Let’s fast-forward to a few weeks ago.

I’m in my basement, trying to get a mystery stain out of a t-shirt.  I’ve scrubbed it, I’ve let it soak, I’ve used every stain-removal spray in my house and washed it in two kinds of detergent.  I’ve made a little bit of progress but the outer ring of this stupid stain refuses to budge.

Now I have dozens of t-shirts, and when one is no longer fit to wear in public, it’s usually relegated to a workout or pajama shirt until I eventually toss it.  This particular shirt has more problems than just the stain.  What was once a brilliant aqua blue has faded to the point where there are white spots.  The armpits are a distinctly dingy shade.  There’s a small tear in the side and the threads around the collar are beginning to fray.  If this were any other shirt, it would have been in the garbage a long time ago.

So why am I so bent on removing this stain?  Let me tell you a story about this shirt.

When I was fundraising for the World Race, I had t-shirts made.  They were blue with a world map and the text “Let your light shine” across the front.  I sold almost 100 of them, mostly to family, friends at college, and a handful of people from church.  Naturally I got one for myself, and when I left for the Race, the shirt came with me.  It was one of four t-shirts I started with and the only one that made it all the way to the end.

I often joked that this shirt had superpowers.  No matter what got on it, be it mud, coffee, various sauces, or just about anything I encountered, I could always get the stains out without fail, and by using only a bucket, detergent, and a toothbrush.  I wore that shirt the day my squad and I moved four thousand bricks up a mountain and still, I managed to remove all of that red brick dust that destroyed my some of squadmates’ clothes.

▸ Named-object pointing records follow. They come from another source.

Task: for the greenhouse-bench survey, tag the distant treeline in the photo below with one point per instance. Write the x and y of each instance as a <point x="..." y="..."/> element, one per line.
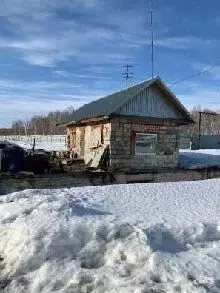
<point x="41" y="124"/>
<point x="47" y="124"/>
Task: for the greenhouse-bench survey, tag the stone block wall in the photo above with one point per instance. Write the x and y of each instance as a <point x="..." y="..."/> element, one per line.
<point x="85" y="140"/>
<point x="122" y="154"/>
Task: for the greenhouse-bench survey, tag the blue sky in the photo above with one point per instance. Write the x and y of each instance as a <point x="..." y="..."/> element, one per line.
<point x="60" y="53"/>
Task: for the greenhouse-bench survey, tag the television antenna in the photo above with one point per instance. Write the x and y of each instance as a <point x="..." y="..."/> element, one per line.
<point x="127" y="74"/>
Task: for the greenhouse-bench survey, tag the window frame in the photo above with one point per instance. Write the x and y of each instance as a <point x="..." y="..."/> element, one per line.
<point x="155" y="135"/>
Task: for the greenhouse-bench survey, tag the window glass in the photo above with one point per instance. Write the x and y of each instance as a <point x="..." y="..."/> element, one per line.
<point x="145" y="143"/>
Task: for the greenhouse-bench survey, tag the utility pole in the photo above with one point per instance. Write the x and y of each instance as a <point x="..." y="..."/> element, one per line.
<point x="201" y="113"/>
<point x="127" y="75"/>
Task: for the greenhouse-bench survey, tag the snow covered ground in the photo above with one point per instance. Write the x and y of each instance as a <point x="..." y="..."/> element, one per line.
<point x="140" y="238"/>
<point x="197" y="159"/>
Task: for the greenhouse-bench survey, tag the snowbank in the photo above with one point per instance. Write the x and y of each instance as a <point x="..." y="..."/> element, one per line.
<point x="198" y="159"/>
<point x="133" y="238"/>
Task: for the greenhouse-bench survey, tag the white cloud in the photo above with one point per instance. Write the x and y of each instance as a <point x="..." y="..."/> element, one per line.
<point x="185" y="42"/>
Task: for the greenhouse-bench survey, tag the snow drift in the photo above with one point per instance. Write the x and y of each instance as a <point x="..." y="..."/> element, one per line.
<point x="71" y="240"/>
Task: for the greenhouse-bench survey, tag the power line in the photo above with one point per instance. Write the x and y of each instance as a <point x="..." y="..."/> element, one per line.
<point x="194" y="75"/>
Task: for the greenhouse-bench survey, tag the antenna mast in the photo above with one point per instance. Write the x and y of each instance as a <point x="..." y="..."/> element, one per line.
<point x="127" y="75"/>
<point x="152" y="38"/>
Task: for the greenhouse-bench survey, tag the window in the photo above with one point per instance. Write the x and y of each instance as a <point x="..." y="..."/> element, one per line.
<point x="145" y="143"/>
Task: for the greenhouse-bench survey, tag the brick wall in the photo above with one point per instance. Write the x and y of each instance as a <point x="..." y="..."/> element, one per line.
<point x="122" y="155"/>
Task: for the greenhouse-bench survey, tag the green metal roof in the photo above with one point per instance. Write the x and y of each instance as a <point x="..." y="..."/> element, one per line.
<point x="109" y="104"/>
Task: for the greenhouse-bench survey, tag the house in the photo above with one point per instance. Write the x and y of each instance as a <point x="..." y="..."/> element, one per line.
<point x="138" y="126"/>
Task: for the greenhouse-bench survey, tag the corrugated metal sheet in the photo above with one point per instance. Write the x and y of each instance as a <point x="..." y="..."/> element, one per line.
<point x="151" y="102"/>
<point x="110" y="104"/>
<point x="107" y="105"/>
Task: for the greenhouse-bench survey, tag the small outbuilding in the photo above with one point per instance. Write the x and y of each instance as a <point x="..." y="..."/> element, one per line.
<point x="133" y="129"/>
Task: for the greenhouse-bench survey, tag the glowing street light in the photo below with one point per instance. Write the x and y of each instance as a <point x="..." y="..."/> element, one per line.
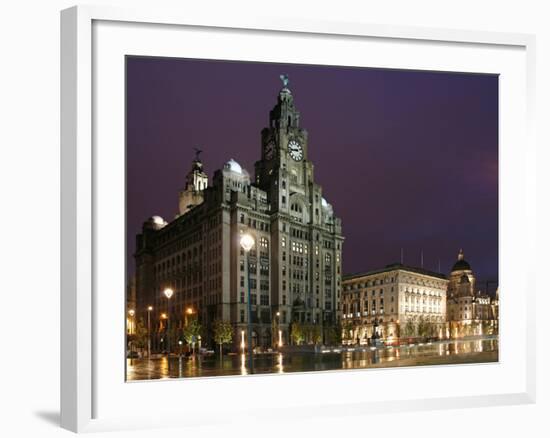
<point x="168" y="293"/>
<point x="247" y="242"/>
<point x="149" y="310"/>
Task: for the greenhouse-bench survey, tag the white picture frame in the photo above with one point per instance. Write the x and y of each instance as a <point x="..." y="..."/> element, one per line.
<point x="83" y="378"/>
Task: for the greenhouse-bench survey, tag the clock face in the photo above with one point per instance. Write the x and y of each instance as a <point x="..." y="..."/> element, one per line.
<point x="295" y="150"/>
<point x="269" y="149"/>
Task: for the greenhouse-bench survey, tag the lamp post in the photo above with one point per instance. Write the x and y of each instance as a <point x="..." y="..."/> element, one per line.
<point x="247" y="242"/>
<point x="168" y="294"/>
<point x="149" y="309"/>
<point x="131" y="328"/>
<point x="279" y="333"/>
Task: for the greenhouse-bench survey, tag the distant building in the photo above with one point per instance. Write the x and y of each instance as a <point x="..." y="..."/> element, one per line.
<point x="469" y="311"/>
<point x="295" y="266"/>
<point x="393" y="300"/>
<point x="403" y="301"/>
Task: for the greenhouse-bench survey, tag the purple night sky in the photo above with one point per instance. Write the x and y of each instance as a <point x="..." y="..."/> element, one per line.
<point x="408" y="159"/>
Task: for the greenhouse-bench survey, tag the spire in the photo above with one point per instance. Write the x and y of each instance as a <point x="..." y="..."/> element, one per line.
<point x="196" y="182"/>
<point x="284" y="78"/>
<point x="284" y="115"/>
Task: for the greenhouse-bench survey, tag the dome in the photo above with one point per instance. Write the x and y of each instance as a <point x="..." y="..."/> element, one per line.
<point x="155" y="222"/>
<point x="233" y="166"/>
<point x="461" y="264"/>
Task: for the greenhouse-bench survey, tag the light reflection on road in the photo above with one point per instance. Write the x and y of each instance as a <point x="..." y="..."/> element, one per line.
<point x="448" y="352"/>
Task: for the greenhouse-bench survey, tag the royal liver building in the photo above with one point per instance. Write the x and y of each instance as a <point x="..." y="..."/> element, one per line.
<point x="295" y="265"/>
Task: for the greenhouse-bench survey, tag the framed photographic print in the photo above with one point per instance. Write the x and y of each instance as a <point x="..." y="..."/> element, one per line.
<point x="323" y="212"/>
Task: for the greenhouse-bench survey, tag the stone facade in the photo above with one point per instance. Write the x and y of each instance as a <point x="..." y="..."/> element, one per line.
<point x="392" y="301"/>
<point x="406" y="302"/>
<point x="295" y="265"/>
<point x="469" y="312"/>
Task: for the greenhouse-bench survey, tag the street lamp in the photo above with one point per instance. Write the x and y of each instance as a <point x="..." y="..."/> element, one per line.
<point x="149" y="310"/>
<point x="131" y="327"/>
<point x="168" y="294"/>
<point x="279" y="343"/>
<point x="247" y="242"/>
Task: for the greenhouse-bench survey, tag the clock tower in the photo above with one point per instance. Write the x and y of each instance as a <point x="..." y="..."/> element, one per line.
<point x="306" y="236"/>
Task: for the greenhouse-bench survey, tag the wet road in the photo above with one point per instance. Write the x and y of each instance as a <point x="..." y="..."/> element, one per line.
<point x="447" y="352"/>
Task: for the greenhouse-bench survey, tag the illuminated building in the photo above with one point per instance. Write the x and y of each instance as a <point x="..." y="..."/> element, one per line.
<point x="397" y="300"/>
<point x="295" y="265"/>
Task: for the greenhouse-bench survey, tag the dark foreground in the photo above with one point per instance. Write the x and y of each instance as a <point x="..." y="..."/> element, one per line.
<point x="438" y="353"/>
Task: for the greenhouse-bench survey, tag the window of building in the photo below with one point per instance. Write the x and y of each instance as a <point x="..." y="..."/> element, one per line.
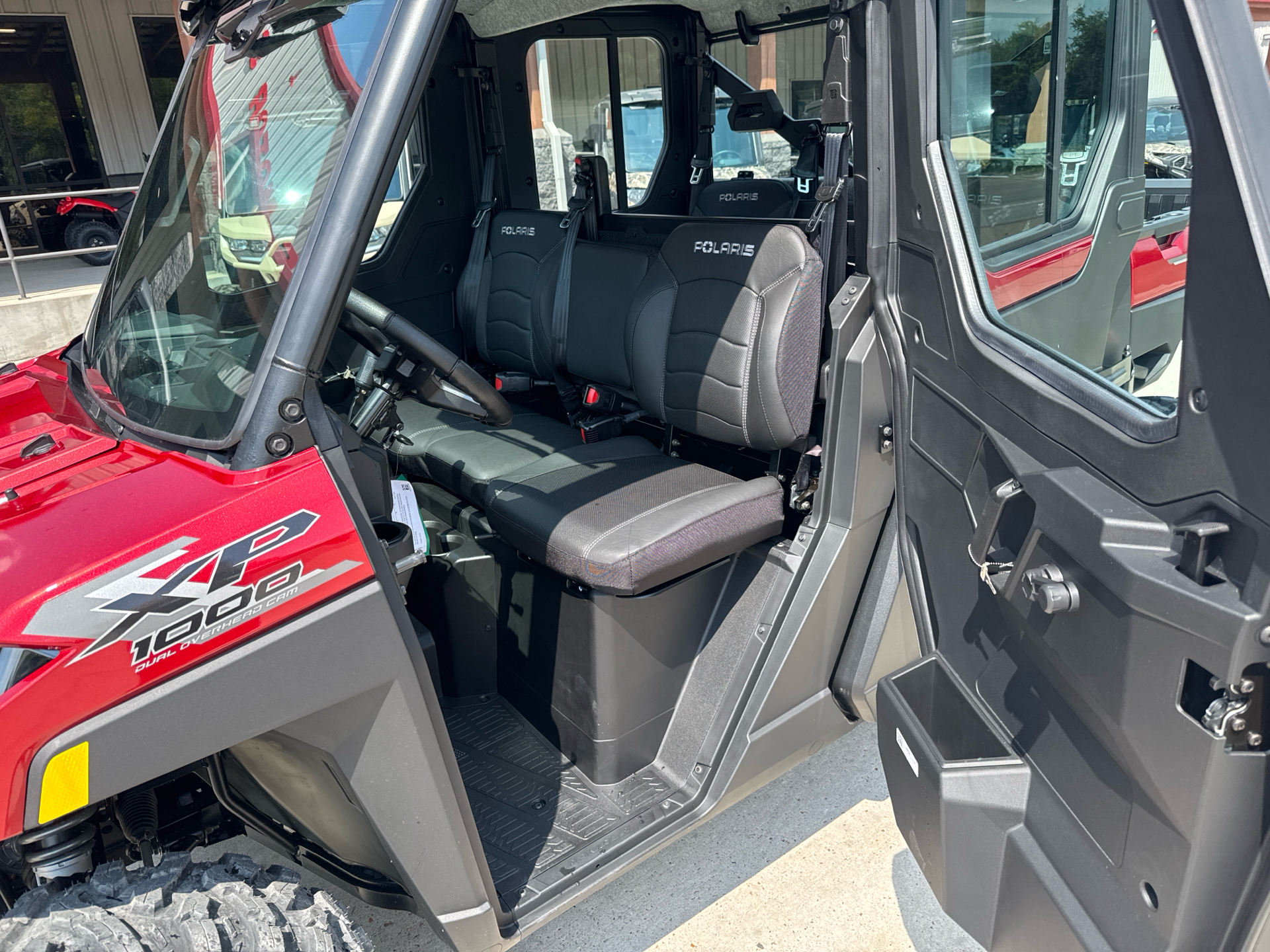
<point x="792" y="63"/>
<point x="1082" y="255"/>
<point x="46" y="136"/>
<point x="571" y="88"/>
<point x="160" y="59"/>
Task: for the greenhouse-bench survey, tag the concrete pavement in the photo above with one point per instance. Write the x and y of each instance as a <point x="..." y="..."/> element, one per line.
<point x="812" y="861"/>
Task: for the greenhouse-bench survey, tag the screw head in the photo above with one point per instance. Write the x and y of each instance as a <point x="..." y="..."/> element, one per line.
<point x="278" y="444"/>
<point x="291" y="411"/>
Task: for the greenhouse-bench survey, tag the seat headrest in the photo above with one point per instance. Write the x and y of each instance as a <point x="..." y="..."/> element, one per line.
<point x="746" y="198"/>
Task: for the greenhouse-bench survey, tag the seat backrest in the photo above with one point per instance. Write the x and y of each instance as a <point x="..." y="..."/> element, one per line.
<point x="517" y="281"/>
<point x="746" y="198"/>
<point x="724" y="334"/>
<point x="605" y="280"/>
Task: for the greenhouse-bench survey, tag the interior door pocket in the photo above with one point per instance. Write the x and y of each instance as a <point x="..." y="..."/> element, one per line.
<point x="955" y="786"/>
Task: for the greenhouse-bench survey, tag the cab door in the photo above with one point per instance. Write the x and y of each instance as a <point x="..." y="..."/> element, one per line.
<point x="1079" y="757"/>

It became a running joke for me and effectively a competition with myself to keep that shirt going as long as I possibly could.  But the lifestyle of the Race and the days of sweating in intense heat caught up to it – when I got home, my favorite shirt had lost its superpowers.  It was far too beaten up to wear anywhere outside my house, and there was this one pesky stain that defied all of my elbow grease.  

Recently I rediscovered the shirt at the bottom of a drawer, and decided that this stain was not going to win against me.  I soaked it for days, I scrubbed it over and over, I even used that expensive oxyclean stuff on it.  I worked on this for literally two weeks and there was very little to show for my work.

The other day, I pulled the shirt out of the bucket it had been soaking in and looked at it.  There was very little point in what I was doing – even if I did get the stain out, this old threadbare shirt wasn’t good for much.  And yet I couldn’t bring myself to throw it away… why?

A thought arose in my mind.

“Oh gosh, does letting go of the shirt represent letting go of the Race?”

It hit me like a ton of… well, bricks, appropriately.  I had let this old, dirty t-shirt mean something so much more.  Somewhere in my subconscious, hanging on onto the shirt and restoring it as much as I could meant I could hang onto the race.

That’s when I figured out that I still had more to grieve.  It’s an odd word, one that’s usually assigned to funerals and other extremely somber occasions, to the point where it seems almost sacrilegious to use in any other context.  Still, grieving is what I had to do.

Why?  Because I hadn’t let myself miss the Race as much as I should have, because I felt that to do so would be wrong.  But the point of grief is to do so and move on, and to define it as anything less robs you of the time and space to grieve in a healthy way.  

So what I’ve been walking through in the last week is the awkward process of “letting myself miss the World Race.”  The funny thing is, the way that’s been going isn’t so much the big things like “I miss Swaziland” or “I miss the girls at Sending Hope International” or even “I miss my squadmates.”  All of these things are true, but it’s not what comes to the forefront of my mind.

It’s seeing a huge shooting star on the way home from work at two o’clock in the morning, and feeling a deep-rooted longing for one specific rock on one specific mountain on a night when I saw one just like it.

It’s dipping a shortbread cookie into my coffee and knowing full well that if I closed my eyes at that moment, I would believe I was at our kitchen table in Honduras.  Just from one bite of a cookie.

It’s getting a text from a teammate and being reminded that even though we live across the country from each other now, at one point we were only separated by a hallway and didn’t have to coordinate schedules just to talk.

It’s those little moments that make my soul happy and sad at the same time.

It’s weird.  There’s no other way to describe it, and I don’t anticipate those moments ceasing anytime soon.  The thing is, it’s okay to miss those things, without a knee-jerk reaction to stuff the “missing down,” as long as it doesn’t interfere with your life now.

I finally said to myself “You don’t have to be afraid of missing the Race.  It’s okay that you do – it means that it was a wonderful year.”

Oh, and about the shirt.  I gave up on my quest to remove the stain, and it’s just a workout shirt now.


After all, it’s just an ugly old t-shirt.